Äkim of Almaty Region
- In office 20 August 2014 – 24 November 2021
- Preceded by: Ansar Musahanov
- Succeeded by: Qanat Bozymbaev

Personal details
- Born: 22 November 1952 (age 73) Nukus, Karakalpak ASSR, Uzbek SSR, Soviet Union

= Amandyk Batalov =

Kazakh politician

Amandyq Ğabbasūly Batalov (Амандық Ғаббасұлы Баталов; born 22 November 1952) is a Kazakh politician who was the governor of Almaty Region from 2014 to 2021.

A hydraulic engineer by profession, he served as the acting first deputy governor of Almaty region from April 2008, the mayor of the Zhetysu District of Almaty, the first deputy chief of administration of Kalinin District of Almaty, vice president of the "Construction Industry and Technology" concern.

==Early life and engineering==
Batalov was born in 1952, in Nukus, Soviet Uzbekistan.
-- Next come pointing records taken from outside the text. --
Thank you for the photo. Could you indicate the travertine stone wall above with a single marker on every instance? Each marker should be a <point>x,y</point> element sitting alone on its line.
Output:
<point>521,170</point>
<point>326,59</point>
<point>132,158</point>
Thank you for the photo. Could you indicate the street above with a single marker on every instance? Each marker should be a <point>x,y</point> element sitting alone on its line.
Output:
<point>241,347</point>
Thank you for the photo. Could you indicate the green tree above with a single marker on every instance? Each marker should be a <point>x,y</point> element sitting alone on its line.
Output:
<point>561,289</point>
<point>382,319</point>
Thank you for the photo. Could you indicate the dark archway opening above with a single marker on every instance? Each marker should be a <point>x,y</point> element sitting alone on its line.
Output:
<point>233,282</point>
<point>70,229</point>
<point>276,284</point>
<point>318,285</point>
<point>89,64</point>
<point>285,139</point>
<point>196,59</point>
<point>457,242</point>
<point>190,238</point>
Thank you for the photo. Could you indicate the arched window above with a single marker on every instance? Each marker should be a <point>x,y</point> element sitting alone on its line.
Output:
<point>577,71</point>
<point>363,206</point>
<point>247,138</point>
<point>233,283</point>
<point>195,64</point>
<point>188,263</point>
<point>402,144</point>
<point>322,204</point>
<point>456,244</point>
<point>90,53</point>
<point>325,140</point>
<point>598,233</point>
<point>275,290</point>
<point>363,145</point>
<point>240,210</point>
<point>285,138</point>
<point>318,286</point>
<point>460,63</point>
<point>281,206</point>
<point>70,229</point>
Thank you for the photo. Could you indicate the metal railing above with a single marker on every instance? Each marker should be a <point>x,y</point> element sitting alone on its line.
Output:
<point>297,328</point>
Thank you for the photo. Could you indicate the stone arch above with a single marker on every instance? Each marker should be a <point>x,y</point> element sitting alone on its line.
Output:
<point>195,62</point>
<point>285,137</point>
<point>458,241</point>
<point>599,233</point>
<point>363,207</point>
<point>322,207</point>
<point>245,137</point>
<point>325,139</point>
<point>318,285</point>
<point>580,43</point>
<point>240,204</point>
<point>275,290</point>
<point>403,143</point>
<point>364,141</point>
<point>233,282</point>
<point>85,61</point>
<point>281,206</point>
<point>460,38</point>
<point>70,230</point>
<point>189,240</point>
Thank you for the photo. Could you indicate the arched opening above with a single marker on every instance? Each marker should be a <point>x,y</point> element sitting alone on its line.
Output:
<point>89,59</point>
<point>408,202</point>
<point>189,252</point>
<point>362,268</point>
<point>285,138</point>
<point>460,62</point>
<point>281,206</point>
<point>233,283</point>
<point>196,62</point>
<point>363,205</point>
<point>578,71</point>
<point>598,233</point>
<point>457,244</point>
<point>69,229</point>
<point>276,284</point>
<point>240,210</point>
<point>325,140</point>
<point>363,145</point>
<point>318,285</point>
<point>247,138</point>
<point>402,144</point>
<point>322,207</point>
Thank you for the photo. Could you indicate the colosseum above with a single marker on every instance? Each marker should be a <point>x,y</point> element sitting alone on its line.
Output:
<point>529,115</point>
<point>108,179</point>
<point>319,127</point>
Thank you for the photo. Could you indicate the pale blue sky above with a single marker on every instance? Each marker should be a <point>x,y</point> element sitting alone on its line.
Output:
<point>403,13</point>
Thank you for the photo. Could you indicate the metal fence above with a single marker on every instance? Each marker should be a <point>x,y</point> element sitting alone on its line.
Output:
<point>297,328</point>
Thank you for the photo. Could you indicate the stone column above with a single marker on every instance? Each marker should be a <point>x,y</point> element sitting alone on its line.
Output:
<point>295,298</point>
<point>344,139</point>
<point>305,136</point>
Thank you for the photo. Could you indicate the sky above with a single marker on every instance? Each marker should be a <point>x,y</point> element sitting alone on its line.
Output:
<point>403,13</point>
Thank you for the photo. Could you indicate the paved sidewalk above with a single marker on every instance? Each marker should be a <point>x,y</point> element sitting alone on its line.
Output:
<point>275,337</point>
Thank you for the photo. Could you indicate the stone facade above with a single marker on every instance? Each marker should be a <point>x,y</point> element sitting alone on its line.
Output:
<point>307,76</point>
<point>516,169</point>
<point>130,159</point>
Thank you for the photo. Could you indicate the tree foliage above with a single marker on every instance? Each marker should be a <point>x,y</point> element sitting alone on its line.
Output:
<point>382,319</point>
After graduating from the Dzhambul Institute for Water Management, he worked as a construction foreman, principal engineer and SMU-37 for the construction company, "Almaataotdelstroi" from 1981 to 1985. From 1985 to 1987, he held various positions in the following organizations:
- Senior construction foreman, chief engineer and head of the construction company, "Almaataotdelstroi" (1981–1985)
- Instructor of the Lenin District Committee of Communist Party of Kazakhstan
- Secretary of the regional Committee of trade union of workers of construction and construction materials
- Instructor of the Department of construction and municipal economy of Almaty city for the Committee of the Communist party of Kazakhstan (1985–1987);
- The chairman of the regional committee of the trade union of workers of construction and construction materials industry (1987–1989)
- Leading specialist and chief specialist of the Department of construction and construction materials industry management for the Affairs of the Council of Ministers of the Kazakh Soviet Socialist Republic (1989–1991)
- Assistant to the department of construction and construction materials industry of the Presidential office of the Kazakh Soviet Socialist Republic (1991–1992)
- Vice president of the group, "Construction industry and technology" (1992)

==Political career==
- Deputy and first deputy head of administration of the Kalinin district of Almaty city (1992–1994)
- The head of Lenin District administration (1994–1995)
- Mayor of Zhetysu district of Almaty (1995–2001)
- Deputy mayor of Almaty region (June 2001 to April 2008)
- First Deputy Governor of Almaty region (April 2008 to August 2014)
- Mayor of Almaty Region (20 August 2014, powers extended to 22 November 2020)
- Member of the National Commission for the implementation of the "program of modernization of public consciousness" led by the president of Kazakhstan (since 17 April 2017)
- Representative for the local government to the Parliament of Kazakhstan for the Nur Otan (since 3 February 2016).

==Sports activities==
- The president of the Volleyball Federation of Almaty city and Almaty Region (since 2001)
- Master of sports in volleyball, he is the current President of the volleyball Federation of Almaty city and Almaty region (since 2001) and the volleyball club "Zhetysu".

==Social activities==
- Member of the Board of Directors of the National company "Socio-entrepreneurial Corporation", "ZHETYSU" (June 2008)
- Chairman of the Board of Directors of the National company "Socio-entrepreneurial Corporation", "ZHETYSU" (December 2014).

==Honors==
- Order of Kurmet (2008) and Order of Parasat (15 December 2014)
- Medals of "Astana" and "10 years of Kazakhstan's independence"
- The sign of "Honorary Worker for sport of Kazakhstan"
- The title of "Academician of the International Informatization Academy".

==Personal life==
Batalov is married to Bagda Utegulovna Batalova and they have three children; Sayora (1977), Adilbek (1982) and Islambek (1994).